Eccoli di nuovo. Questo deve essere stato il primo pensiero di  Xi Jinping. Il nuovo boss del partito comunista credeva di poter uscire in punta di piedi dal 2012. Anno di tensioni, scandali e compromessi strappati coi denti quello che se ne va per l’Impero di mezzo. Una delle poche belle notizie per il leader di Pechino era quella che gli avevano scodellato davanti i propri servizi segreti. Il collega della Corea del nord pensava di rinviare l’esperimento del lancio del “satellite”. Molto buon senso e altrettante buone ragioni dietro il pio desiderio degli 007 cinesi. Perché non avrebbe dovuto crederci Xi Jinping? Lui e Kim Jong-un sono più o meno entrambi “nuovi”. E, si sa, tra nuovi ci si capisce al volo. Le rispettive consorti poi facevano a gara nell’apparire più glamour del possibile. Certo il “caro leader” versione baby, aveva conservato quell’abitudine cosi disdicevole delle purghe. Non a prenderle ovviamente ma a darle. Ogni tanto qualcuno, cosi di botto, cambiava lavoro. Non un caso di carriera sembra. Forse pensava Xi Jinping è solo una fase turbolenta della gioventù.
Errore. In troppi, non solo l’uomo che da circa un mese è salito sul trono della futura potenza mondiale, sembrano aver dimenticato quel detto, forse un po’ troppo tradizionale, che ricorda come  natura sia sempre natura. E nessuno può sfuggire alla propria.
A Pechino per esempio il presidente dello Stato e segretario di partito non è figlio del figlio del figlio, ma viene eletto. Certo in base a trattative che iniziano quando si insedia il futuro predecessore e durano quanto il mandato il mandato di questo. Ma sempre eletto.

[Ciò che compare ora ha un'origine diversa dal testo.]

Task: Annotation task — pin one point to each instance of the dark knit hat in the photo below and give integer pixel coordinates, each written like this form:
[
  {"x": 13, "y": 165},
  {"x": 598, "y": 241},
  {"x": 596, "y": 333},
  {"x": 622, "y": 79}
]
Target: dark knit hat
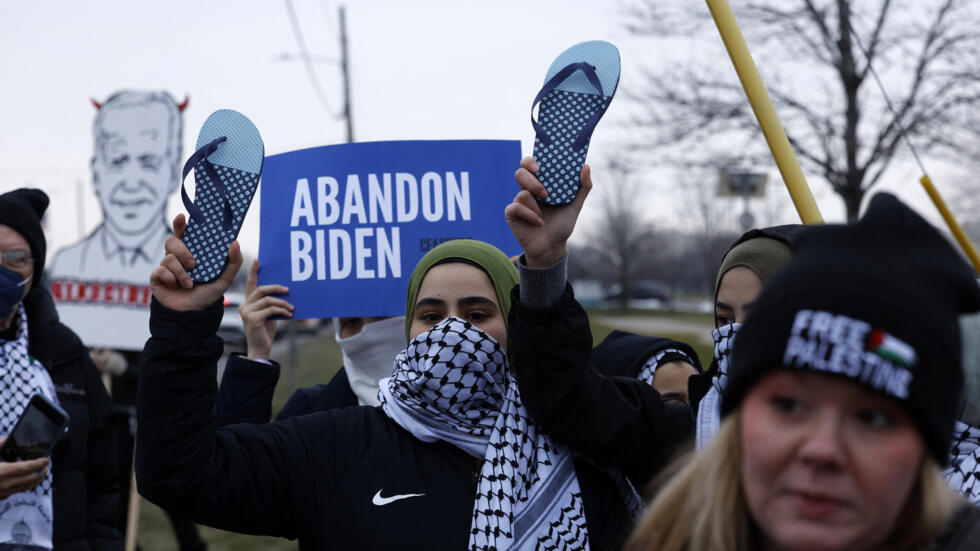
[
  {"x": 22, "y": 210},
  {"x": 623, "y": 354},
  {"x": 876, "y": 302}
]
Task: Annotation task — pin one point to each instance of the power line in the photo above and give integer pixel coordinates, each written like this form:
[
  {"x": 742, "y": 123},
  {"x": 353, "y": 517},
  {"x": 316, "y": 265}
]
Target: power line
[{"x": 307, "y": 60}]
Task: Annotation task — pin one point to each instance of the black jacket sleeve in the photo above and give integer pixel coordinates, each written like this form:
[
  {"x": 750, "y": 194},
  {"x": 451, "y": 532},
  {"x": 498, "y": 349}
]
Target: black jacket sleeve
[
  {"x": 101, "y": 476},
  {"x": 254, "y": 479},
  {"x": 336, "y": 394},
  {"x": 245, "y": 393},
  {"x": 616, "y": 421}
]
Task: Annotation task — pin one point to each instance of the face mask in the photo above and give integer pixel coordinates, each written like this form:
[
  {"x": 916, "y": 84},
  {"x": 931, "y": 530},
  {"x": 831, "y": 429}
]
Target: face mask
[
  {"x": 456, "y": 374},
  {"x": 724, "y": 338},
  {"x": 11, "y": 289},
  {"x": 370, "y": 355}
]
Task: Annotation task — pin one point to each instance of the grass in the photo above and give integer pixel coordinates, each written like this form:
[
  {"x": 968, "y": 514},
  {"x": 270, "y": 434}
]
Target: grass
[
  {"x": 317, "y": 361},
  {"x": 694, "y": 317}
]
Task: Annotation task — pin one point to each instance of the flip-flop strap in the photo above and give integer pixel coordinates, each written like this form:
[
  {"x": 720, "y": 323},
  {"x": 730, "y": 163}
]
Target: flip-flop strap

A Pyongyang al contrario un risultato di questo tipo sarebbe più vicino all’eresia che al rito.Vuoi mettere i vantaggi di una bella dinastia che dal 1948 vede sempre la stessa famiglia al potere?

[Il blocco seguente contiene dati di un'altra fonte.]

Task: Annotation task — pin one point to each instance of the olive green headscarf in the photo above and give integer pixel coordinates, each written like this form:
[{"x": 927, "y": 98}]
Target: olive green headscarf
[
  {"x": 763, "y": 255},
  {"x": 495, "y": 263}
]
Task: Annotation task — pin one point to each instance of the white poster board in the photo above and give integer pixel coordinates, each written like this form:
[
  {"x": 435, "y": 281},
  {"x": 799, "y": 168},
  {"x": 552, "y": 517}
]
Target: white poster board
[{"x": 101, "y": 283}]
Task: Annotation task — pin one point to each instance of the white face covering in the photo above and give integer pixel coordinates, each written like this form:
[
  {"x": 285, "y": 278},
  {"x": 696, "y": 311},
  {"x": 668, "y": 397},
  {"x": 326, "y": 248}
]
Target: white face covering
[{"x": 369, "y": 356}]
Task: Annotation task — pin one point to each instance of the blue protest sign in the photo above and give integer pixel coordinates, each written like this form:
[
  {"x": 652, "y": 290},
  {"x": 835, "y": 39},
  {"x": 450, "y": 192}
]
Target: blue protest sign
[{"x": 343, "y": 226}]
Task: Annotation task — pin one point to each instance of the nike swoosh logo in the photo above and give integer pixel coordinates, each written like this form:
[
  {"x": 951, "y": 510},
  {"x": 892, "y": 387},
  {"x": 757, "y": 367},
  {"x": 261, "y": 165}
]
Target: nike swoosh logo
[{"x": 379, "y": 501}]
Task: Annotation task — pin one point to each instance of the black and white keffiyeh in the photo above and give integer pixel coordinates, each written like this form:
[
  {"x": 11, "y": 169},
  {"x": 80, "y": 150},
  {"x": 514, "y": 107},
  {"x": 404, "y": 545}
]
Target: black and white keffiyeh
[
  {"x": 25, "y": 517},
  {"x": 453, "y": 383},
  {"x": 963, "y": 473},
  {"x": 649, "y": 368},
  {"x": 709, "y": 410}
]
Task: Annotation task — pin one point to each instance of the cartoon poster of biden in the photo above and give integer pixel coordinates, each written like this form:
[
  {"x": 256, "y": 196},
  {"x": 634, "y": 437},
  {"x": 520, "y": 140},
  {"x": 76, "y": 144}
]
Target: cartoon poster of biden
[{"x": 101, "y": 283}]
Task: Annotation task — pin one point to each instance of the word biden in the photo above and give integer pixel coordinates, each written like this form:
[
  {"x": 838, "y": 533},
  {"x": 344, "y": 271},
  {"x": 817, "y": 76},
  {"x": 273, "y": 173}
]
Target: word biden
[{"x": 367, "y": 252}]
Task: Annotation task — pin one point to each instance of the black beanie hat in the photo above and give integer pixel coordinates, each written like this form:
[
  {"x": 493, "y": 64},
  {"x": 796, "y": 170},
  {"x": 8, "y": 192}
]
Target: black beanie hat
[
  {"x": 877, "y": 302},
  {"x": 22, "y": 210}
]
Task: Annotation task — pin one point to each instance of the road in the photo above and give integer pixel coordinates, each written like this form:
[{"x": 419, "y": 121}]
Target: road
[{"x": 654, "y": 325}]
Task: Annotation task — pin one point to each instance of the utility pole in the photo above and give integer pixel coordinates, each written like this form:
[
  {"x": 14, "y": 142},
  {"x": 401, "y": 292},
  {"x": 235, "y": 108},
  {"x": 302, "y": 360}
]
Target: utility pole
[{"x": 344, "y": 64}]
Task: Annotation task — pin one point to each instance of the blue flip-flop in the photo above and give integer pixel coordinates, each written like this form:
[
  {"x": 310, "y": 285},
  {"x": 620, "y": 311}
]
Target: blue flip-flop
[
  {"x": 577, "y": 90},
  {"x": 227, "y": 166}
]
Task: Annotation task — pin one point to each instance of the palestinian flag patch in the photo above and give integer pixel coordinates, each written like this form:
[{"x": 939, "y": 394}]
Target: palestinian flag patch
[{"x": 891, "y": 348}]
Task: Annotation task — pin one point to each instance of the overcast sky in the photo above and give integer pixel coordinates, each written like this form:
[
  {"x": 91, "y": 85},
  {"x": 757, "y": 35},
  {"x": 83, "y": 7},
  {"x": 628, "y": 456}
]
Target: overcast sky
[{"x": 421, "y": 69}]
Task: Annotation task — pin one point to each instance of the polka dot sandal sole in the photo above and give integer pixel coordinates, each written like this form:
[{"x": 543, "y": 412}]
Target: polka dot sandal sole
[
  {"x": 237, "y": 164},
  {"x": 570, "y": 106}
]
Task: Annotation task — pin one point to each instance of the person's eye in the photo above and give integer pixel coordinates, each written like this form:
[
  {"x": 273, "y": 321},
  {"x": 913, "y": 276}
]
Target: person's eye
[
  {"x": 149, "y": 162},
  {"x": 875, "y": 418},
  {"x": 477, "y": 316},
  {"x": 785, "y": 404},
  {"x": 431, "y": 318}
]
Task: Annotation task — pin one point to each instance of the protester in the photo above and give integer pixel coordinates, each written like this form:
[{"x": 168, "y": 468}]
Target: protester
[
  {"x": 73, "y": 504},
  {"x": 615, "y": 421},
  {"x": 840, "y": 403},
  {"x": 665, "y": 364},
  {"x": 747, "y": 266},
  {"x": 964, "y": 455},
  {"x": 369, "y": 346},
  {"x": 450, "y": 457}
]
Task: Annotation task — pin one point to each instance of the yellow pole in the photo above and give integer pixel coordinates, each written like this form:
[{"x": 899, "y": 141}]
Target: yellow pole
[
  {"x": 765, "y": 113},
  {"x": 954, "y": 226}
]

Hai voglia di guerre, carestie, crisi. Tre sono le cose che a Pyongyang proseguono immutate. Primo, comanda sempre Kim. Secondo, nel kwaliso gli “ospiti” sempre circa 200mila, persona più persona meno. Terzo, prima o poi la Corea del Nord guarderà da pari a pari negli occhi la superpotenza globale Usa. Un obiettivo questo diventato una paranoia. E come raggiungerlo se non armandosi fino ai denti di ordigni atomici in grado di colpire il più lontano possibile, mettendo ansia a tutti, nemici ed amici senza eccezione? Perché allora come scrive Business Insider tutti ora sono stupiti del lancio del “satellite”?

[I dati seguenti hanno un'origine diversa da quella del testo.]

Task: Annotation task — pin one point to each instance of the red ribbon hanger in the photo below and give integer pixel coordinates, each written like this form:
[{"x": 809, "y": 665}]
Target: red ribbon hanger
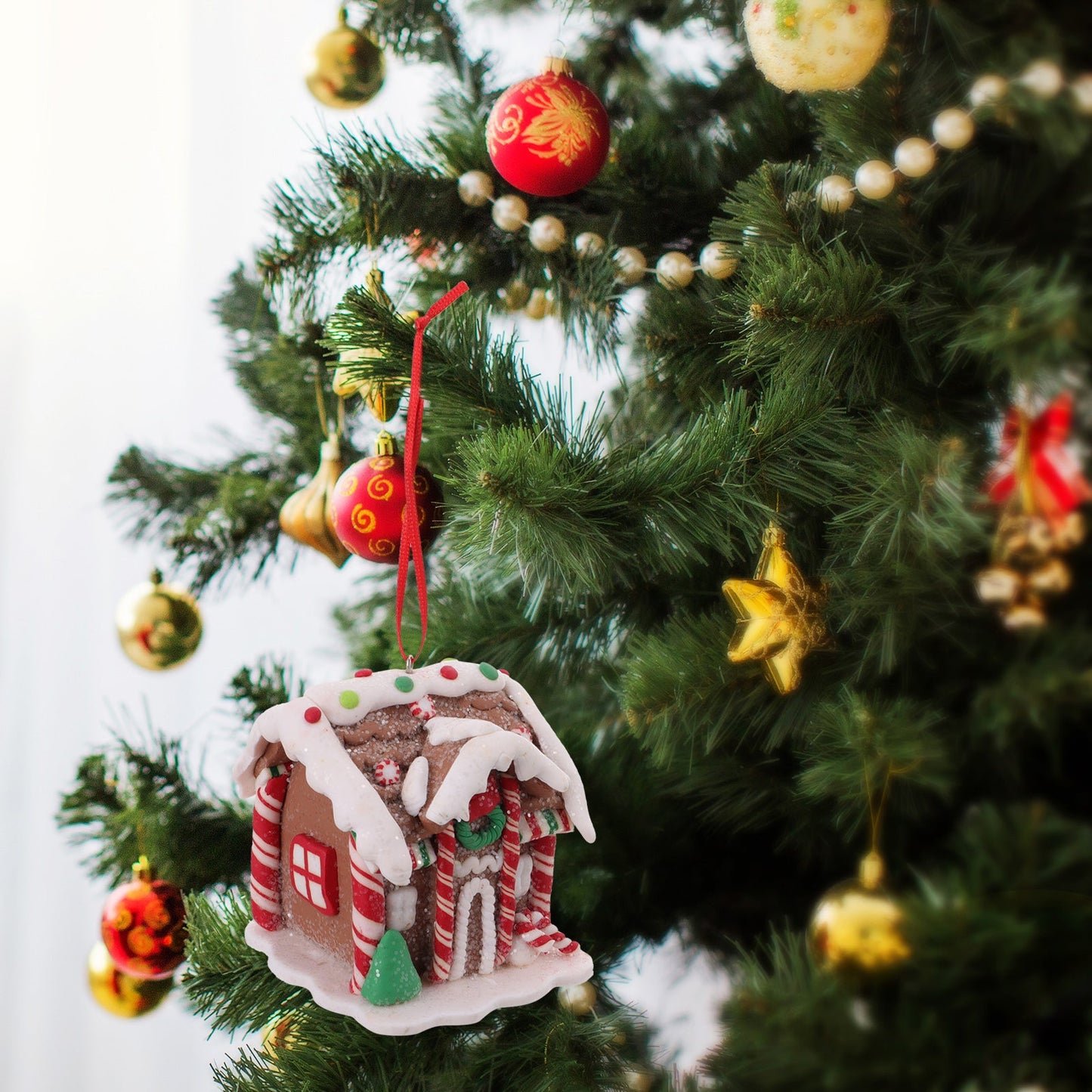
[{"x": 411, "y": 527}]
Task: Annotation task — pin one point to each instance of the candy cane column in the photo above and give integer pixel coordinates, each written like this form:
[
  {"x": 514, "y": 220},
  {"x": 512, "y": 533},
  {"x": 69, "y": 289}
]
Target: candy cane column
[
  {"x": 542, "y": 874},
  {"x": 370, "y": 914},
  {"x": 265, "y": 853},
  {"x": 510, "y": 862}
]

Perché nessuno ha creduto alle foto del Washington Post che con un altro satellite (questo buono però), documentava il luogo da dove avrebbe spiccato il volo l’altro, il “satellite” cattivo? Perché tutti come ha sottolineato al WaPo, Joel Wit del think tank, 38° parallelo, erano disposti a credere che un Kim Jong-un rilassato si sarebbe preso il proprio tempo proprio come faceva vedere mentre passeggiava con la sua signora per le strade di Pyonyang? Paradossale che alla fine l’unico a dire chiaramente che possa essere stato proprio il leader comunista educato agli arcana imperii del segreto di Stato. Cosa faceva invece chi al contrario doveva capire quello che stava accadendo? Credeva di trovarsi di fronte all’ennesimo gioco di simulazione e dissimulazione tipico di chi ritiene la stabilità il bene supremo per cui vale pagare ogni prezzo? Anche quello di smettere di pensare, non prendendo nemmeno in considerazione la possibilità che alla transizione politica la Corea del nord avrebbe fatto seguire la transizione nucleare.